We are excited to invite you to participate in a unique conversation with Rabbi Ariel Burger and Cleary Vaughan-Lee about the power of being a witness in these tumultuous times.
Some questions we will be collectively holding include: How do stories shape how we witness, and how does witnessing shape the stories we live by? What does it mean to be an active witness, and how can witnessing be a transformative act? What do we need to unravel within ourselves to become a powerful witness? What are we becoming and what are we unbecoming? What wakes us up, and what do we do when we wake up?
Rabbi Ariel Burger is a celebrated author, teacher, and artist. He is the founding director and senior scholar of The Witness Institute, a new project inspired by the life and legacy of Nobel Laureate Elie Wiesel to empower emerging leaders to become morally powered people who will influence their communities. A lifelong student of Professor Wiesel, Ariel served as his Teaching Fellow from 2003-2008, after which he directed education initiatives at Combined Jewish Philanthropies of Greater Boston. As a Covenant Foundation grantee, Ariel develops cutting-edge arts and educational programming for adults, facilitates workshops for educators, consults to non-profits, and serves as scholar/artist-in-residence for institutions around the U.S. Rabbi Burger questioned everything in search of an answer, "but it wasn’t until I met Professor Wiesel that I realized that questioning is the answer. He helped guide me to where I am today – a teacher, artist, speaker, spiritual healer, and now the author of a memoir of the time we spent together." Rabbi Burger notes that his mission "is to help counter superficiality with nuance, to replace estrangement with encounter, and to empower people to be creative and kind citizens of the world."

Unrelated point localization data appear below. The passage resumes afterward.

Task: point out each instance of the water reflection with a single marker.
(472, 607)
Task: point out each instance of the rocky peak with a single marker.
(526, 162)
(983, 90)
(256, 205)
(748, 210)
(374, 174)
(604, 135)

Cleary Vaughan-Lee is mother, writer, and executive director of the Global Oneness Project, a free multimedia education platform which provides award-winning films, photography, and essays with companion curricula for elementary to university classrooms. The project aims to plant seeds of resilience, empathy, and a sacred relationship to our planet in education. She launched the education arm of the organization and has developed more than 70 lesson plans to accompany the Project’s films, photo essays, and articles. She is particularly interested in integrating a humanistic lens with universal values into educational content, asking local to global questions about culture and the environment. A regular contributor to Education Week, PBS, Share My Lesson, and TED Ed, Cleary documents ways digital storytelling can be used in the classroom, highlighting teacher and student voices. She conducts workshops across the country and presents at regional, national, and international conferences.
Join us in conversation with these keen witnesses to history, wise teachers, and powerful storytellers!
The conversation will be held by artists and gifted space-holders Makala Kozo Hattori and Anne Veh.